I am not an innovator. At least, I don't think so. I know a few folks who always seem to have new bad ass hoop ideas for moves, transitions and tricks and I just - well, don't. Part of this comes from the fact that hooping is more about an emotional connection for me these days - something more akin to the beautiful Shakti Sunfire piece that was posted a bit ago. So I always set an intention before practice - 'what do I want to say in this time?" But hooping doesn't happen only in the mind. I just don't think I was doing enough to bust out of the rut. I need more in my repertoire to 'say' what I need to say. I couldn't just keep hooping like I always did and hope for a magical change - something new needed to happen.

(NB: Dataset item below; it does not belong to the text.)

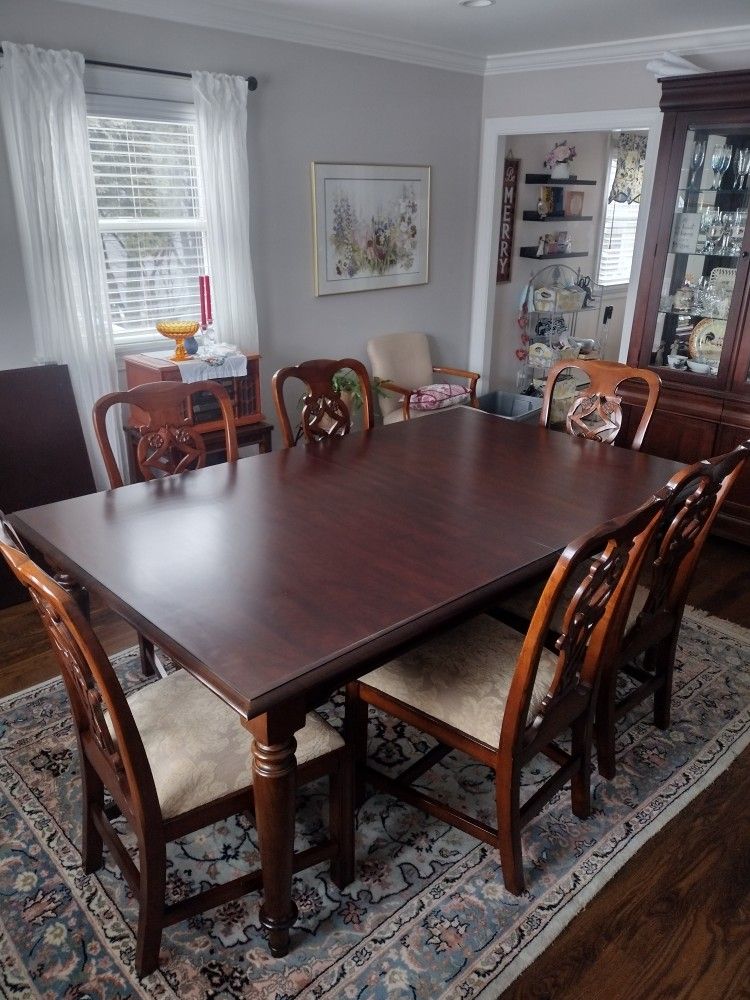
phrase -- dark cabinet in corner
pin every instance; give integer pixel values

|Yawn. Hoop practice is so boring when |
you don't try anything new.
So, yesterday I took all my energy and did a few things a bit differently when I started my practice. For starters I moved into a new patch of my yard. It's obvious that my landlord is desperately trying to understand why grass won't grow in just one circle out there, so I thought I would throw 'em a bone and mooove over to let the grass have a fighting chance. Being in the same damn place all the time certainly adds to the hoop rut and simply being in a new place added a real freshness to the session.
Next, I decided to start practice without any music at all. Just explore a few moves I have been trying to learn, but have neglected to polish in my efforts to create flowing hoop videos every single time. I was inspired by yesterday's hoop quotes to let my hoop fall again for a change! By not I was limiting myself to my comfort zone. Comfort zone = hoop rut. So I had to run around the yard more to recapture escaped hoops? Big deal. Not knowing the endpoint of a trick meant I could make it up on the fly.

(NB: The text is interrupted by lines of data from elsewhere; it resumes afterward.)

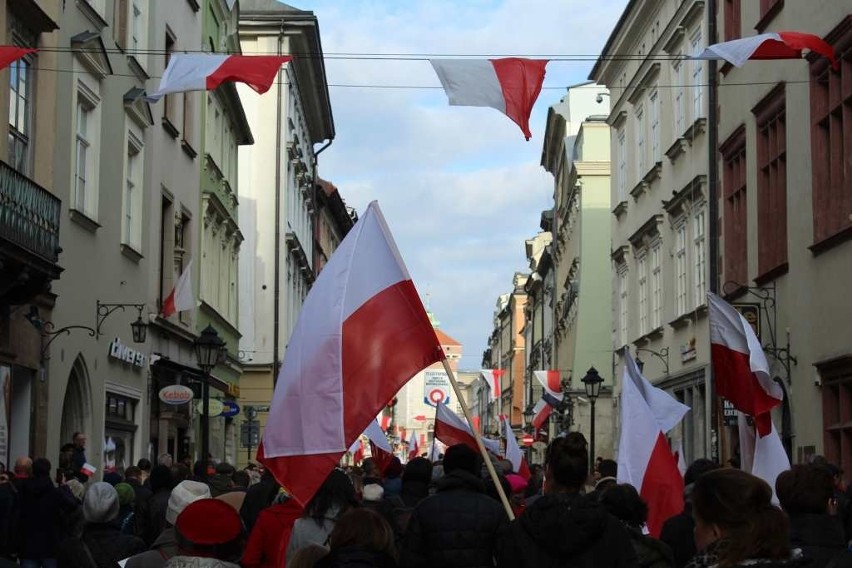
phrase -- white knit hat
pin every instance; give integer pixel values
(182, 495)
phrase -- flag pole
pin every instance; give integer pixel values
(488, 464)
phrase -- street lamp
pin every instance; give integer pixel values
(592, 381)
(209, 352)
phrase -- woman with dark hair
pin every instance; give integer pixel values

Working in silence, in a new space, with movement instead of moves made for a much more satisfying and fun practice. I let myself stop and think even though the camera was recording. I kept jumping and turning during standby moves just to see what would happen. It was like a light bulb went off. 'Ohhh this is how innovation happens - trial and error. It's not that people are all more brilliant than I am and come up with perfect moves off the top of their heads!"
From now on I am going to remember my thoughts about Hoop Path when I practice: I have more than I think to give. Change up a few things. Go somewhere else. Don't worry about the endpoint. Don't worry about how it looks. Just move. Flow. Smile.
Isn't that what makes this so much fun?